Saturday, June 23, 2012

Key Largo (1948)

Bogart Film Fest Movie #2 (Please click the link to read my review of The Maltese Falcon)

Synopsis: Stupendous storm, grumpy gangsters, irascible innkeeper, pulverized policeman, war widow, boozy broad, homeless hero.

Blurb From the VHS Jacket: “A hurricane seethes outside, but it’s nothing compared to the electrified atmosphere within the hotel at Key Largo. There sadistic mobster Johnny Rocco and his stooges hole up against the storm – and hold at gunpoint hotel owner Nora Temple, her invalid father-in-law and ex-GI Frank McCloud.”

What Did I Learn?: If you and a several innocent guests are being held hostage in your own hotel by a bunch of trigger-happy gangsters, you might wish to keep your mouth shut, and refrain from repeatedly calling the boss “filth”.

You Might Like This Movie If: You still think this song is cool.

Really?: 1) So, Johnny Rocco (Edward G. Robinson) hands McCloud (Bogart) a gun and offers McCloud a chance to kill him at the cost of his own life, and all of the hostages egg McCloud on to start blasting? No fucking way that would ever happen – I’m calling “bullshit”. 2) How did those other bad dudes somehow make it from the southern-most tip of Florida into Georgia by the end of the movie?
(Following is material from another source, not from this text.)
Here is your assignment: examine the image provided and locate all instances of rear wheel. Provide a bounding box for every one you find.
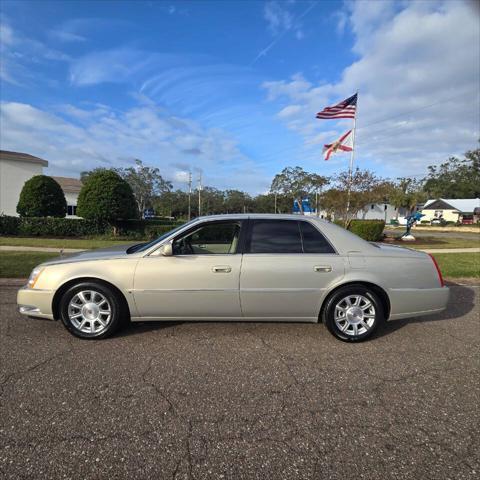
[323,285,384,342]
[59,282,126,339]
Rating: Adapted from a stage play, Key Largo is a tense psych-drama with a number of memorable performances; while it’s remembered (especially by Bertie Higgins) as a Bogie-and-Bacall picture, Robinson, and to a lesser degree Lionel Barrymore totally steal the show. My big complaint would be that I had trouble believing certain characters would act the way they do: in real life, hostages don’t throw gratuitous insults at their captors –that’s ridiculous. 7/10 stars.